Computer Science and Programming

  1. Think Python
    A concise and excellent introduction to Python and computer science. Web and PDF versions are both free.
  2. MITx: Introduction to Computer Science and Programming Using Python
  3. MITx: Introduction to Computational Thinking and Data Science
    Two-part edX courses which teach you both foundational computer science and coding in Python.
  4. Princeton - Algorithms, Part I
  5. Princeton - Algorithms, Part II
    Two-part Coursera course on algorithms. Programming assignments are in Java. Challenging but worth the effort.
  6. Stanford - Algorithms
    Another set of courses on algorithms covering similar topics as the Princeton one.
  7. https://leetcode.com/
    Definitive resource for coding interview preparation.

Probability and Statistics

  1. MITx: Probability - The Science of Uncertainty and Data
    Great edX MOOC on probability for those without formal college-level coursework on the topic.
  2. MITx: Fundamentals of Statistics
    A continuation of the above course on probability, focusing on statistics in a rigorous yet accessible way.
  3. Udacity A/B Testing
    A course on A/B testing, which is essentially applied hypothesis testing as used in data science.
  4. Statistics, 4th edition by D. Freedman, R. Pisani, and R. Purves, W. W. Norton and Company, 2007.
    Excellent book on statistics. Pretty basic at the beginning, but by the end you will be able to explain in plain English what confidence intervals, hypothesis tests, and p values really are.

Machine Learning

  1. Stanford - Machine Learning
    Classic, accessible Coursera course on machine learning, from linear regression up to neural networks.
  2. Stanford - Statistical Learning
    Another great course on machine learning. Covers various regressions as well as topics like cross validation.
  3. MITx: The Analytics Edge
    This edX course covers many common machine learning algorithms, as well as linear programming. Also serves as a crash course on R.
  4. An Introduction to Statistical Learning by G. James, D. Witten, T. Hastie, and R. Tibshirani, Springer, 2014.
    Excellent introductory book on machine learning which is free online here. The above statistical learning MOOC is based off of this book. This book is more accessible and probably sufficient to get into data science than the book Elements of Statistical Learning.

Structured Query Language (SQL)

  1. https://www.sqlteaching.com/
    If you are new to SQL, then this website gives you a quick, hands-on introduction to SQL. This can be completed in a few hours. No frills but is a good place to start.
  2. http://sqlzoo.net/
    This is a good place to further improve your SQL skills. It has significantly more exercises than the one above.
  3. https://leetcode.com/
    In addition to coding questions, they have SQL questions.

Learning After Becoming a Data Scientist

Congratulations! You are now a data scientist. But this is just the beginning, and you still have a lot to learn.
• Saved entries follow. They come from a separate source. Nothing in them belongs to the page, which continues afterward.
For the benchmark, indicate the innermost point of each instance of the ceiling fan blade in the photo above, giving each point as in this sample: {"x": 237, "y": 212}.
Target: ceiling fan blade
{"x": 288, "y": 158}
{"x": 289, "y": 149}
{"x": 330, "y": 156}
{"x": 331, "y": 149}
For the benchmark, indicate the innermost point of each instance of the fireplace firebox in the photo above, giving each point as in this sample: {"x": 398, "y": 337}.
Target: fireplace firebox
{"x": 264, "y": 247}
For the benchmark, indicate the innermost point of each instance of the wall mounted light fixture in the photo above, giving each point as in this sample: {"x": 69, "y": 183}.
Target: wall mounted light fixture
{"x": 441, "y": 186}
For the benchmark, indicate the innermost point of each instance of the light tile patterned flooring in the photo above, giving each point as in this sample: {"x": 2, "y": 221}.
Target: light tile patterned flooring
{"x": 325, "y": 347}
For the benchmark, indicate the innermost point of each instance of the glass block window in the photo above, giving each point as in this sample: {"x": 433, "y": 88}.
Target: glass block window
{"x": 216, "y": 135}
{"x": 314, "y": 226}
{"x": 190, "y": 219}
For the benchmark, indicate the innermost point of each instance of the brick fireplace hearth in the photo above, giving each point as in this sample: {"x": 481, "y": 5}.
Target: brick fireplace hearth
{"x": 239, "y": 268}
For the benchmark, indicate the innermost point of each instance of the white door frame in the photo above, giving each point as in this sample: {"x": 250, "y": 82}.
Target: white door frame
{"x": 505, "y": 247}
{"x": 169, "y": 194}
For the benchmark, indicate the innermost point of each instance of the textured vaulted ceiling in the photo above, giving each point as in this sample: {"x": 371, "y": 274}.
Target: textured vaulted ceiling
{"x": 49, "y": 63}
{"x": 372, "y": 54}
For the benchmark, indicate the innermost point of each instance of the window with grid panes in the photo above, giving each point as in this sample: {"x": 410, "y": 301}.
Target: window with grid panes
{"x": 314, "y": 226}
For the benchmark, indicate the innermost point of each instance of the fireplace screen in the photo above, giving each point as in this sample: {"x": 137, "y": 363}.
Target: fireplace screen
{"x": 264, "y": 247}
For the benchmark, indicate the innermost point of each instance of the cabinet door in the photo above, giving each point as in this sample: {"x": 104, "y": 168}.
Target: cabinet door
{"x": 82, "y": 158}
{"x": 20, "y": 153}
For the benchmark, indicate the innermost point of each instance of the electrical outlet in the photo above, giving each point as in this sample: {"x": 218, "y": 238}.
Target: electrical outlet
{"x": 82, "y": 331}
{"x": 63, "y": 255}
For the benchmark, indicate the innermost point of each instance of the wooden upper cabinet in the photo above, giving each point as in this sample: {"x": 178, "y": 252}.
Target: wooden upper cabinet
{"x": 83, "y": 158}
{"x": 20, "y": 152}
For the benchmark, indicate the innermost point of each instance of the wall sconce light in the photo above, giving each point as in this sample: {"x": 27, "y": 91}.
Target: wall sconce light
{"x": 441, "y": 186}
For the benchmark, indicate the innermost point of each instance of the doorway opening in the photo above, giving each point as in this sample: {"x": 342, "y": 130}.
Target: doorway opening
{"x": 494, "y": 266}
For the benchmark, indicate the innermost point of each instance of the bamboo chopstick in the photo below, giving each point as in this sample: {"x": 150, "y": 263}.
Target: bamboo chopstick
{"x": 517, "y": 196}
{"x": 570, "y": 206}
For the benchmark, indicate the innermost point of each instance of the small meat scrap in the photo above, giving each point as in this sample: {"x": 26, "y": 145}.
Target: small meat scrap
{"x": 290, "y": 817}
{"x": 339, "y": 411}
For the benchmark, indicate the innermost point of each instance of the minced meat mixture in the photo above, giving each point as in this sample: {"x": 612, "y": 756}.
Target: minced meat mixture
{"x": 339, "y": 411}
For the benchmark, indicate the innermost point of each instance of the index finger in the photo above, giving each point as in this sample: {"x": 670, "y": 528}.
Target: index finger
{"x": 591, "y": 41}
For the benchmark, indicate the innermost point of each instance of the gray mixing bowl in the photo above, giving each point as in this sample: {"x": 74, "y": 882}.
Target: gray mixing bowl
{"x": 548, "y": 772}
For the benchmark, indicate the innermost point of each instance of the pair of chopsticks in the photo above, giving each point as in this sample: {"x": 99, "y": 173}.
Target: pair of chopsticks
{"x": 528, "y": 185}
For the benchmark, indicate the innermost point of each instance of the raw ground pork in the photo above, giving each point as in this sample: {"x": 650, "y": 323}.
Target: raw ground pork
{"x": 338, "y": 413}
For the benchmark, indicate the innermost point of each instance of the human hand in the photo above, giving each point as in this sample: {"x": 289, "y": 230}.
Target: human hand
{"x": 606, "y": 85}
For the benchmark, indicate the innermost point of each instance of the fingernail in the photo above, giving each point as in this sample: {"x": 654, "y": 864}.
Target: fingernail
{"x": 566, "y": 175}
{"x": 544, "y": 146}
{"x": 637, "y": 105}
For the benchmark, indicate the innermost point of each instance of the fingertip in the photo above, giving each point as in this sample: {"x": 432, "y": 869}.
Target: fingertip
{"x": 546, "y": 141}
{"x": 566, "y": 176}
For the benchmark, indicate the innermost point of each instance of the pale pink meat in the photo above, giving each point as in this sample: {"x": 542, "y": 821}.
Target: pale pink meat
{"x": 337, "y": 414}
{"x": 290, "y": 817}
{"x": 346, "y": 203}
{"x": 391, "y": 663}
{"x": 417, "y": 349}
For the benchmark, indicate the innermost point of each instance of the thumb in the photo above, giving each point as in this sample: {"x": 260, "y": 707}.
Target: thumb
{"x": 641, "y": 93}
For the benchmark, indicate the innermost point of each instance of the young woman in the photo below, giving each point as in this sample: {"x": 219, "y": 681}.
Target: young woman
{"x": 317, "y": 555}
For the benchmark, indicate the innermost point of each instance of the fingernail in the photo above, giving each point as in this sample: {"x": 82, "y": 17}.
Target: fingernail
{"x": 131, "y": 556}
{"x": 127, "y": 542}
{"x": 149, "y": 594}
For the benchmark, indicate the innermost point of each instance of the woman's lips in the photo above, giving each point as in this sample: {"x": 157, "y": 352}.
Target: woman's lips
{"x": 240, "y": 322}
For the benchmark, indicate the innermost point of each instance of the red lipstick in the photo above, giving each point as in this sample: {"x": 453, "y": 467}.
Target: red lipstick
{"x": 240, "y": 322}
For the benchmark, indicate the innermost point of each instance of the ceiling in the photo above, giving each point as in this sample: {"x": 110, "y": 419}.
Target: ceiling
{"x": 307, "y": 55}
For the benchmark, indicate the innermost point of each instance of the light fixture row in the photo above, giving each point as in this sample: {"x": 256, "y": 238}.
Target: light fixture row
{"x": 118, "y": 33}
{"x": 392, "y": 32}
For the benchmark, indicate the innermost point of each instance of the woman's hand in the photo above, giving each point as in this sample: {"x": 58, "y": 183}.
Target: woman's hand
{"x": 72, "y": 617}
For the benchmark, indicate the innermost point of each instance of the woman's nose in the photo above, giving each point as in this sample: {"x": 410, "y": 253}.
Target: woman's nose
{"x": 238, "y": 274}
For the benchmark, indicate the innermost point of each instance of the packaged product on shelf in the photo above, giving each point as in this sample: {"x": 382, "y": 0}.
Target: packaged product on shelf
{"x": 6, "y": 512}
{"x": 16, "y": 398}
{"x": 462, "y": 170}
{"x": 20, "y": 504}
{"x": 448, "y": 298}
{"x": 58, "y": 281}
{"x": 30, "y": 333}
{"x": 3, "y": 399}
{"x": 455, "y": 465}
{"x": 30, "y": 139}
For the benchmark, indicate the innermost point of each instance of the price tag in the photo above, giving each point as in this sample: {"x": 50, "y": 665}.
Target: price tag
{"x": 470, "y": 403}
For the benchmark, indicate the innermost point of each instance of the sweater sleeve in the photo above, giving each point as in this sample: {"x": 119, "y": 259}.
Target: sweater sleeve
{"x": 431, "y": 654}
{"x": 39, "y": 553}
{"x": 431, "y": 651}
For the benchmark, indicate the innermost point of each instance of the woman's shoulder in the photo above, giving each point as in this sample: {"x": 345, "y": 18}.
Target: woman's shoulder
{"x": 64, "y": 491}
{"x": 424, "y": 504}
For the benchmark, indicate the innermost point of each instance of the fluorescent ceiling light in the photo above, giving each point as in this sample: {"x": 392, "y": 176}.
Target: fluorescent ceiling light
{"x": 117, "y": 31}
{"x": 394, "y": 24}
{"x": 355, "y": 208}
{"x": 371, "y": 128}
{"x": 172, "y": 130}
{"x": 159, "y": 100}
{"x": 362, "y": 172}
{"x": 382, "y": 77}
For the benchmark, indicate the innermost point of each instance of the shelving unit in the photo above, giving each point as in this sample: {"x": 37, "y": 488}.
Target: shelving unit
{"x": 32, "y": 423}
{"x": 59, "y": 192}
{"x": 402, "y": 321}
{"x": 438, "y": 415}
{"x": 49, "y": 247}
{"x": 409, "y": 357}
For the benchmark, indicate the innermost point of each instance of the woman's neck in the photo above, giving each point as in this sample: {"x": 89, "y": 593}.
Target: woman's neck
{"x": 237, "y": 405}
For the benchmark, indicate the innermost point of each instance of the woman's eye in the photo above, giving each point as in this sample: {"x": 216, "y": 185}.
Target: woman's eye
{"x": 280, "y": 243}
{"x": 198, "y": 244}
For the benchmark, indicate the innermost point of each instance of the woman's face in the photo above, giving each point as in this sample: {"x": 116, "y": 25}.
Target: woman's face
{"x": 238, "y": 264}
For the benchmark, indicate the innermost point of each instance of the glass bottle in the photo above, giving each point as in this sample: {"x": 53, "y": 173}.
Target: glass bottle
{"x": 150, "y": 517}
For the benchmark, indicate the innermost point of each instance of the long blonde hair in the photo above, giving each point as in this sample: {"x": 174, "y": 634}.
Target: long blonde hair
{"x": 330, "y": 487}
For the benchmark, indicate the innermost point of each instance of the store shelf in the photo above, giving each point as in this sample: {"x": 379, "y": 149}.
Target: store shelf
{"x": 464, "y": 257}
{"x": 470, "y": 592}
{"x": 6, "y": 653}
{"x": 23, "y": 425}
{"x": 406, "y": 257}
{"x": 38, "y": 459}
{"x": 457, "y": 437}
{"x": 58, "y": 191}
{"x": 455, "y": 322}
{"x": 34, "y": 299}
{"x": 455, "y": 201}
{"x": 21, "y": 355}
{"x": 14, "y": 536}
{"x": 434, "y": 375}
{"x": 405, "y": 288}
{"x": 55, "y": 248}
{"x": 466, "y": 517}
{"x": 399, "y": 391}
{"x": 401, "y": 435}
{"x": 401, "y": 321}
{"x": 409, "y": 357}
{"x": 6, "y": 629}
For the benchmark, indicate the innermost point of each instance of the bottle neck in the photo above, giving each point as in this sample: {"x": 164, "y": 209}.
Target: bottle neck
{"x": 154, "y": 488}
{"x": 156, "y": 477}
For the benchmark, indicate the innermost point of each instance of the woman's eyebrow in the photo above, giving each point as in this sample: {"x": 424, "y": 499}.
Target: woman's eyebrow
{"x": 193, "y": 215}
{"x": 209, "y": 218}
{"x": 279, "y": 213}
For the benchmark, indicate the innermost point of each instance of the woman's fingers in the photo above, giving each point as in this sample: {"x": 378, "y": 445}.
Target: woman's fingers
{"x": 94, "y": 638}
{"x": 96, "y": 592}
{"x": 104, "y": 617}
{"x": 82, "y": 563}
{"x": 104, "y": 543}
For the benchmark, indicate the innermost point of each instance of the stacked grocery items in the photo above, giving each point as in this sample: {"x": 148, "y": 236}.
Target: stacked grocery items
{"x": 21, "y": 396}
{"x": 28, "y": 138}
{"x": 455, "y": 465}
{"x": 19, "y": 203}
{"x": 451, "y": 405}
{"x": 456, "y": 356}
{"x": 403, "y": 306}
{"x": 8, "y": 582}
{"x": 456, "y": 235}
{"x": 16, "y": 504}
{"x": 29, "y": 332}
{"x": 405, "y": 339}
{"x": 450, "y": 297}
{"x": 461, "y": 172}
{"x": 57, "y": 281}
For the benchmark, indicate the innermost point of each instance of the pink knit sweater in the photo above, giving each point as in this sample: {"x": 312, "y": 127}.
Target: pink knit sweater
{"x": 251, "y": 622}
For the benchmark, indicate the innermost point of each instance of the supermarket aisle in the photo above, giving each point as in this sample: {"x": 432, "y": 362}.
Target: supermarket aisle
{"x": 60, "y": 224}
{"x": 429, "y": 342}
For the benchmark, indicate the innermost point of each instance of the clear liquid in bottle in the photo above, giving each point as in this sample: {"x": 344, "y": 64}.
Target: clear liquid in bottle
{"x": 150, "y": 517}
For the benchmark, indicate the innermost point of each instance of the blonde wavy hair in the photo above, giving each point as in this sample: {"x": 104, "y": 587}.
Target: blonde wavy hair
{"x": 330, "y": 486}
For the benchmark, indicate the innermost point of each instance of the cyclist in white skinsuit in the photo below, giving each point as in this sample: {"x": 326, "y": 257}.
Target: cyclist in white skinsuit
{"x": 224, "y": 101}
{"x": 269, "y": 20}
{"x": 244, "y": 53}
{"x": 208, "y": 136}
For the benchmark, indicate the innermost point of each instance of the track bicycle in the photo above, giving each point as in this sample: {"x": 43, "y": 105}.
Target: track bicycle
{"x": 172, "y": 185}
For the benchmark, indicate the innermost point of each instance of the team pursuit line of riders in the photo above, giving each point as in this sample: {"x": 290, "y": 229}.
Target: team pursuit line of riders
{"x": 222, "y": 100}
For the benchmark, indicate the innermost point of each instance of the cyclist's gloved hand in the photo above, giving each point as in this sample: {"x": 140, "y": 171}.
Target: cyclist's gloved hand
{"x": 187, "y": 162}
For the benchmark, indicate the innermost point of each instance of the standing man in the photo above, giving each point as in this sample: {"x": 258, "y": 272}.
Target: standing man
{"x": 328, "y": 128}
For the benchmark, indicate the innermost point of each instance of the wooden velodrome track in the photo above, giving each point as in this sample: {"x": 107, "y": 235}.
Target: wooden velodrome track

Here are more resources to help you become a more effective data scientist.

  1. Hacker News
    Keep up with the latest news in software.
  2. The Missing Semester of Your CS Education
    Short and sweet overview of many fundamental computer skills not taught in traditional classes.
  3. The Linux Command Line
    This website and the corresponding free PDF book are a great introduction to learn about the power of the command line.
  4. Pro Git
  5. Atlassian Git Tutorials
    Knowing how to use git is important to be able to work with colleagues on a common code base. However, mastering git is hard and there is no one resource that explains everything well. These two links are reasonably good resources to understand how to use git. Otherwise, just search online for the specific thing you want to do.
  6. Coursera Deep Learning Specialization by deeplearning.ai
    This series covers the fundamentals of deep learning, including convolutional and recurrent neural networks.
  7. Stanford CS229 - Machine Learning
    If you found that the first Coursera machine learning course was not rigorous enough, this course goes into more detail by the same instructor.